If her BP doesn't come down she won't be able to have the diagnostic procedures she needs and won't be able to have surgery if needed. She's also saying she won't have chemo if it makes her feel ill.

Basically she's practically resigning herself to death and I'm not even allowed to be upset about it as she says me being upset makes her BP worse.

I don't have much of a life, and she and my dad are the most important things in it. I don't want to be alive without her and she seems to be planning to kill herself when we don't even know what the cancer is yet.

I feel so helpless and scared.

  • Hi Pyx

    Thanks for getting in contact with us. I am sorry to read what has been going on. It sounds like such a stressful time for your mum, you and your dad.

    I think it is natural to feel helpless and scared when something like this is going on. I think at the moment you need to take one day at a time. There is no easy or right way to cope with this situation.

    It is very easy to get caught up in thinking the worst and it is hard to for anyone to work back from that. Until all the information is gathered by your mums doctors a diagnosis of any condition cannot be made. I think at the moment it is important to bare in mind there is no diagnosis of cancer at present it could be something non-cancerous (benign) that is causing these problems. But like with anything tests and investigations need to be performed to gather the information.

    I can understand it being really difficult when your mum has discharged herself. But I think she is probably frightened and this was her coping mechanism in this situation, as this was the only thing she could do to feel in control. Going through investigations and tests to rule out cancer can leave people in a world of uncertainty which is very hard to cope with.

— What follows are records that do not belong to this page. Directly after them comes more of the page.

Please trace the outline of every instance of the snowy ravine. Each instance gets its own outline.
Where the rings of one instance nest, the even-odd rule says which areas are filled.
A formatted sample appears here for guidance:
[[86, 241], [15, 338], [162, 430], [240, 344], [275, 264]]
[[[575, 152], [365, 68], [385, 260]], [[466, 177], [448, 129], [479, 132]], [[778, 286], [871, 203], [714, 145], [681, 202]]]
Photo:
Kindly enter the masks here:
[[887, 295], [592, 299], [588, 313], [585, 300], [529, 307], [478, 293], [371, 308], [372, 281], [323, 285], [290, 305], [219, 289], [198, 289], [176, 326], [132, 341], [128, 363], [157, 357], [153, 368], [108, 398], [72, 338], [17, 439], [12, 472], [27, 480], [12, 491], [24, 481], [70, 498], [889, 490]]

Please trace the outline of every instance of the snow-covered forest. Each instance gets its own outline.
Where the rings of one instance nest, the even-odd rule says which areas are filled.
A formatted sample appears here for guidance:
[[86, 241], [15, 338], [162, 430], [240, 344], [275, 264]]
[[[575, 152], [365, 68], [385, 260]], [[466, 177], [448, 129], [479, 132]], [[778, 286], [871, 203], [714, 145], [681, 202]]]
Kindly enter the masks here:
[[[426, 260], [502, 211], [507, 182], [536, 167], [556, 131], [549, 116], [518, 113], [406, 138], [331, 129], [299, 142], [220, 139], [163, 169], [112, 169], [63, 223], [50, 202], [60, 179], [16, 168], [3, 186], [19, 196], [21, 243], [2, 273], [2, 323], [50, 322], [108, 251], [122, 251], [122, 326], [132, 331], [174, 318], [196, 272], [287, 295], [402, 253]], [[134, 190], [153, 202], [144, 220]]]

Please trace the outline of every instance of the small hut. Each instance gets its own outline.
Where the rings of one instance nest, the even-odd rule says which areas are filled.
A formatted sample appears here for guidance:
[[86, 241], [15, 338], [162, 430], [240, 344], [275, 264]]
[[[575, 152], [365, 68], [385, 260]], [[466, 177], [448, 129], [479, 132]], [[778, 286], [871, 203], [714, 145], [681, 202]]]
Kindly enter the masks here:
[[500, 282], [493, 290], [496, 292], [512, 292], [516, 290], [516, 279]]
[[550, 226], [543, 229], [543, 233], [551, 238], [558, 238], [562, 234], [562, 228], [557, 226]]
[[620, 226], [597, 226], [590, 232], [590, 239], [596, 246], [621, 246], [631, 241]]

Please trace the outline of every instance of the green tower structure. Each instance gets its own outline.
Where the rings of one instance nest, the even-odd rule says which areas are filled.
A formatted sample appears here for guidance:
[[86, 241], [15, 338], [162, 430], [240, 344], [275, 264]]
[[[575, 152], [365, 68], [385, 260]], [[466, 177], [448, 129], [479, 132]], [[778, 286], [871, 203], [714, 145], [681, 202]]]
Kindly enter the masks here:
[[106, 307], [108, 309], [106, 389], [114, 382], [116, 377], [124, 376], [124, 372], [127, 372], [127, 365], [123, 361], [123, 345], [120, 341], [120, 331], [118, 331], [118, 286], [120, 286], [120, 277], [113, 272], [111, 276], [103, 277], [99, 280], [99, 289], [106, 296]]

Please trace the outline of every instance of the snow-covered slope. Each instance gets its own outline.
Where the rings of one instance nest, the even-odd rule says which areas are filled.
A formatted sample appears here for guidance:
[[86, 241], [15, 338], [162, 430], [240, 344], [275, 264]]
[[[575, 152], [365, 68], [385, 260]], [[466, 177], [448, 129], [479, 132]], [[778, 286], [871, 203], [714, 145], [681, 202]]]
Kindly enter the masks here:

    You mentioned her mum was on blood pressure medication, I think because she has seen her mum have side effects to the medication this is automatically what she will presume will happen to her. I wondered if it was worth you speaking with her (doctor) GP  today and explain what has been happening. But most importantly explain about her blood pressure and that she needs help to control it. They may be able to talk to her about this and discuss the medication available to her, as the medication may have changed from when her mum was put on these.

    It might be worth you talking to your GP too.  It isn’t easy coping in situations like this and they may be able to offer you some help and support.

    I wondered if there is anybody else around like your dad or close family or friends that could talk to her instead of you. As this will take the pressure off you and she maybe be able to talk about her worries with them more freely.  She probably doesn’t want to upset you because you are her daughter.

    You or your mum can ring our helpline to have a chat to one of our nurses,  our number is 0808 800 4040. We are here from Monday to Friday, 9am to 5pm.  The community here are also really supportive and will help you get through this difficult time.

    Best wishes,

    Georgina

  • Hi,

    So sorry to hear about your Mum's situation and the stress you are going through. My Mum's blood pressure went through the roof every time she saw someone in a white coat and she had operations cancelled because of it. 

    It takes time to get your head around a possible cancer diagnosis, especially when there is so much uncertainty. Give your Mum a little time, but remind her that there are umpteen different drugs which help reduce blood pressure and just because her Mum reacted badly to one of them doesn't mean she will react badly to all of the others. There are similar arguments about chemo - when I was on chemo I saw the side effects as being minimal when compared with refusing them and the inevitable side effect of dying within a few weeks. So many people are apprehensive of chemo, often due to bad experiences of family members from decades ago. There are side effects but the drugs have improved over the years and the management of side effects is far better than it was that many years ago.

    I hope your Mum's BP comes down and that she is able to accept the treatment she needs.